Properties which are used:
$\text{adj}(AB) = \text{adj}(B)\text{adj}(A)\:\ (1)$
$\text{adj}(I) = I\:\ (2)$
$X \implies Y$
Assuming $A$ is regular.
$AX = XA = I$, where $X$ is its inverse.
$\text{adj}(AX) = \text{adj}(XA) = \text{adj}(I)$
$\text{adj}(X)\text{adj}(A) = \text{adj}(A)\text{adj}(X) = I$, here the implication ends.
$\text{adj}(A)$ is regular and $\text{adj}(X)$ is its inverse.
$Y \implies X$
Assuming $\text{adj}(A)$ is regular.
$\text{adj}(A)X = X\text{adj}(A) = I$, where $X$ is the inverse ($X = \text{adj}(B)$).

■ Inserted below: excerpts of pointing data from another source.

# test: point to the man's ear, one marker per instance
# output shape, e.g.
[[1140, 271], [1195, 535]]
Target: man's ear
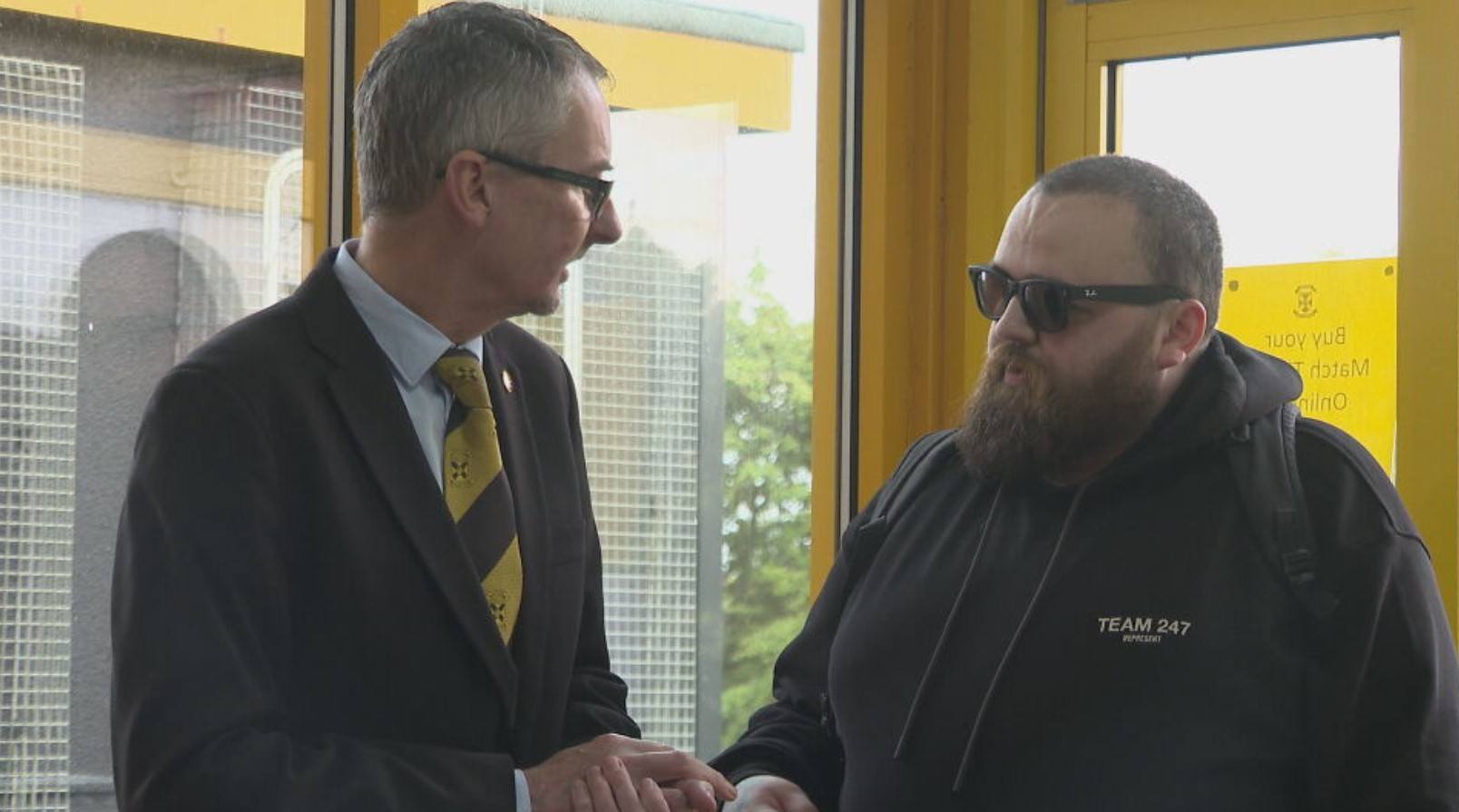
[[1182, 329], [467, 187]]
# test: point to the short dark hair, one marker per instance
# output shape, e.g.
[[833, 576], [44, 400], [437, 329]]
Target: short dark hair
[[460, 76], [1178, 230]]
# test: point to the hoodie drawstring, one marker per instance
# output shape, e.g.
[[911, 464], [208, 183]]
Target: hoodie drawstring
[[947, 627], [1017, 633]]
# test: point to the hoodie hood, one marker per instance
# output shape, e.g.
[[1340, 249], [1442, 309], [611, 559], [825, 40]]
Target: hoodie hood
[[1229, 386]]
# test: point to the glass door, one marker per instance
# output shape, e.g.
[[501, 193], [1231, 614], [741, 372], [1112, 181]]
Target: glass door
[[1322, 134]]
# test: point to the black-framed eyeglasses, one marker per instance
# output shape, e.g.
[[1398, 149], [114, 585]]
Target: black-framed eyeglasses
[[1046, 302], [597, 189]]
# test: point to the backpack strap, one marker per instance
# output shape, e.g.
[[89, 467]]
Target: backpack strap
[[1264, 461]]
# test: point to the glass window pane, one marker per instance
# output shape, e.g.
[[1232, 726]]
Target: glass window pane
[[1296, 149], [151, 185], [691, 348]]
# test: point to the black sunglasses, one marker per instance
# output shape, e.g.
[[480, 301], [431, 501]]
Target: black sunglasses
[[597, 189], [1046, 302]]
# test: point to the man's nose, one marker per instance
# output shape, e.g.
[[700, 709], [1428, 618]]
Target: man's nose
[[1013, 327]]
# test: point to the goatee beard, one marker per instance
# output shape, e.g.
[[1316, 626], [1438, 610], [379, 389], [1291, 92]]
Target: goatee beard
[[1045, 429]]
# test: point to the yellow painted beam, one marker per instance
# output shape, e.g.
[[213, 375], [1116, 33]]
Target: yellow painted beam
[[1429, 288], [654, 69], [264, 25], [1004, 45], [916, 170], [316, 199]]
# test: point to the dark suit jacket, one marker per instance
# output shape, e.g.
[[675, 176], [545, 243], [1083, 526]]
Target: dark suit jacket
[[295, 624]]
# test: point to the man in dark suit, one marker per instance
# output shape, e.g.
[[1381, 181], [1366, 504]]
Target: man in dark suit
[[302, 619]]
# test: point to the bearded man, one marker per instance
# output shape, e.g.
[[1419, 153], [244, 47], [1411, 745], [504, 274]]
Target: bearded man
[[1072, 608]]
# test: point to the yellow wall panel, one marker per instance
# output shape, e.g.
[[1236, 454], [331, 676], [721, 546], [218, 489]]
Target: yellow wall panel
[[655, 69]]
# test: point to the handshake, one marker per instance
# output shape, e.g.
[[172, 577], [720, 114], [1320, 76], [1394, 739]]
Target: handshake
[[619, 775], [614, 773]]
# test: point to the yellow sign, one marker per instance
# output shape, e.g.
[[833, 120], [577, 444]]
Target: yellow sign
[[1337, 322]]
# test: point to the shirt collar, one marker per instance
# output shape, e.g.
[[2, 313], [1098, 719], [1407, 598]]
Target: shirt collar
[[409, 341]]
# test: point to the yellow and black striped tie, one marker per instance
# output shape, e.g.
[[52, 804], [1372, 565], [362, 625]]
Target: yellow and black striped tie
[[476, 489]]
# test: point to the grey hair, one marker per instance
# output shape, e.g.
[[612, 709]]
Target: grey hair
[[1178, 230], [460, 76]]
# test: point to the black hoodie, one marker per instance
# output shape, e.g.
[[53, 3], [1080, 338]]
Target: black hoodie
[[1125, 645]]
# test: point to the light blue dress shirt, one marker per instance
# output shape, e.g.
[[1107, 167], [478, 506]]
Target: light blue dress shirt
[[413, 346]]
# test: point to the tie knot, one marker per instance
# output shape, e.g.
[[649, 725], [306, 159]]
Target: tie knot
[[461, 374]]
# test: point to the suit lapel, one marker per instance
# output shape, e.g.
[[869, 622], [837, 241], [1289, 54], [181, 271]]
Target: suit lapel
[[520, 463], [374, 413]]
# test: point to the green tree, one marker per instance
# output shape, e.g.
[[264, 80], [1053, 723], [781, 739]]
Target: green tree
[[767, 533]]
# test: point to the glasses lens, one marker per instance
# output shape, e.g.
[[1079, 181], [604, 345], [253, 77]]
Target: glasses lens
[[993, 293], [1043, 307]]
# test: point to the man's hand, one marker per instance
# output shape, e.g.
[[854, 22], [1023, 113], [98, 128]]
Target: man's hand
[[622, 766], [769, 793]]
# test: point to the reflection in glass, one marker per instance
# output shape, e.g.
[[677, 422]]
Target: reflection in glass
[[151, 192]]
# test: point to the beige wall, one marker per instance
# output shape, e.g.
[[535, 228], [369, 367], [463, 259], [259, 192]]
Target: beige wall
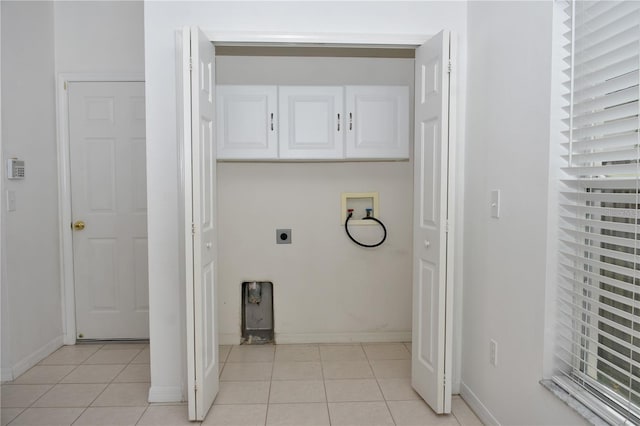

According to $(1)$ and $(2)$, I can write this as...
$\text{adj}(BA) = \text{adj}(AB) = \text{adj}(I)$...
Now, here I'm stuck. I do not know if adjugate matrix is unique for each matrix. Don't know if I can just "inverse" the process to get the $BA = AB = I$, and show that $A$ is regular.